Home South Africa|July 2020
Walk this way
The original paths of ancient times were narrow and winding, up hills and down dales, through grasslands, whispering woods and alongside meandering streams made by animals searching for food and water and by the feet of early man as he hunted and gathered wood.
Paths in gardens, as in life, are trails of discovery; they are walkways that guide visitors from one area to another, sometimes swiftly and other times at a more leisurely pace, creating a particular mood by their direction and by their shape. Paths should always lead to a destination.
A straight path is used to reveal the shortest possible route to an entrance, to a home office, and to utility areas such as a laundry or garage. Formal gardens with year-round structure have direct paths, as do formal herb gardens with beds dissected by paths.
There is a sense of anticipation and mystery when all is not revealed at once – of a secret world, a private space, a hideaway. A curving path slows down progress and makes the journey more interesting, inviting the visitor to discover what lies around each bend or curve.
A narrow path with colourful flower borders on either side will slow down progress. A path that disappears around a shrub or hedge encourages exploration and stops people and pets from taking shortcuts. A meandering path through a wildflower meadow or woodland walk creates a feeling of mystery, adventure and romance.
Japanese gardeners are masters of suggestion, concealing as much as they reveal in their landscapes. They encourage contemplation with the careful placement of plants, water and rocks and use curving paths to conceal parts of the garden.

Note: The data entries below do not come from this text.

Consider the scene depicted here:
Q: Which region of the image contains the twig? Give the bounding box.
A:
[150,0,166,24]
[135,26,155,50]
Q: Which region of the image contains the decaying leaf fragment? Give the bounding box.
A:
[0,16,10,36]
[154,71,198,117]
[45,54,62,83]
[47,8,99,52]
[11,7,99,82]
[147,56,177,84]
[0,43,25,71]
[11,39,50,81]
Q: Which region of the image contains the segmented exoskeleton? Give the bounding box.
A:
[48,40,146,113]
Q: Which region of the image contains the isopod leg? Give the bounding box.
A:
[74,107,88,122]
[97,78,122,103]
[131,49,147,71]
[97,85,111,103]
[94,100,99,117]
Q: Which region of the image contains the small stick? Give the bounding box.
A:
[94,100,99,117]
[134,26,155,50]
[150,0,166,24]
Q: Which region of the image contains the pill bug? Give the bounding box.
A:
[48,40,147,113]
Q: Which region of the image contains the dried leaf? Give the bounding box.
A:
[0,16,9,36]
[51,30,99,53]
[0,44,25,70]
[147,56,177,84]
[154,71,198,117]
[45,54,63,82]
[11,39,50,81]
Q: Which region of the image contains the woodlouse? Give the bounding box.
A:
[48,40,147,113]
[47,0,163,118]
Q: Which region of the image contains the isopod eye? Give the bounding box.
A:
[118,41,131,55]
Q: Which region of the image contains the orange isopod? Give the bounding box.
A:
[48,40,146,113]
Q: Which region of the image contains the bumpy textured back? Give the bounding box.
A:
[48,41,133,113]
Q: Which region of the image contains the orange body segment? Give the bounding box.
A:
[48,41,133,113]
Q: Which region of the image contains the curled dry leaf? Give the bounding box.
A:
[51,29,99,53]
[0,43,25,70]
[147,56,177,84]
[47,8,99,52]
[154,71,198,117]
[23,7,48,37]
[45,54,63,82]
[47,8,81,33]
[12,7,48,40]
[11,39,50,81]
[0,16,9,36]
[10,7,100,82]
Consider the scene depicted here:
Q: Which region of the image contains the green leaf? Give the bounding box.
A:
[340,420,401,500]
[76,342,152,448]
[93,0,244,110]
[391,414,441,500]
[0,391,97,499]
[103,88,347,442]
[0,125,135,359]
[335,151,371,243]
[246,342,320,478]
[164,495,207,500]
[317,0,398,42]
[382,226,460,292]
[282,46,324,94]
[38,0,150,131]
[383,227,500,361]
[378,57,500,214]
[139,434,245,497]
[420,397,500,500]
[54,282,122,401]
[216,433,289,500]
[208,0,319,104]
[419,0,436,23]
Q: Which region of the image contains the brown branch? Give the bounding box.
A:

Hugelkultur is a German word meaning mound or hill culture (culture here refers to growing things) where plants are grown on a man-made mound or small hill.
On a flat site, hugelkultur mounds will add highs and lows; the highs made by laying old logs where you want a mound, then covering the wood with leaves, soil and compost to about a metre in height.
By building these mounds, you create a path or swale (a shallow channel with gently sloping sides) that will direct rainwater from hard surfaces so that it is slowly absorbed into the soil and does not run off.
These swales also become habitats for a diverse range of plants. On mounds, grow Bulbine frutescens, Euphorbia tirucalli, Cotyledon orbiculata, Senecio mandraliscae and Aristida junciformis. For low areas, consider white arums, wild garlic, sedges, hostas and astilbes. On slopes, try Portulacaria afra ‘Nana’, osteospermum and arctotis.
In the vegetable garden, bush beans, bell peppers and onions can be grown on mounds; squashes and nasturtiums will thrive on slopes, and parsley and lettuce are both suitable for low areas.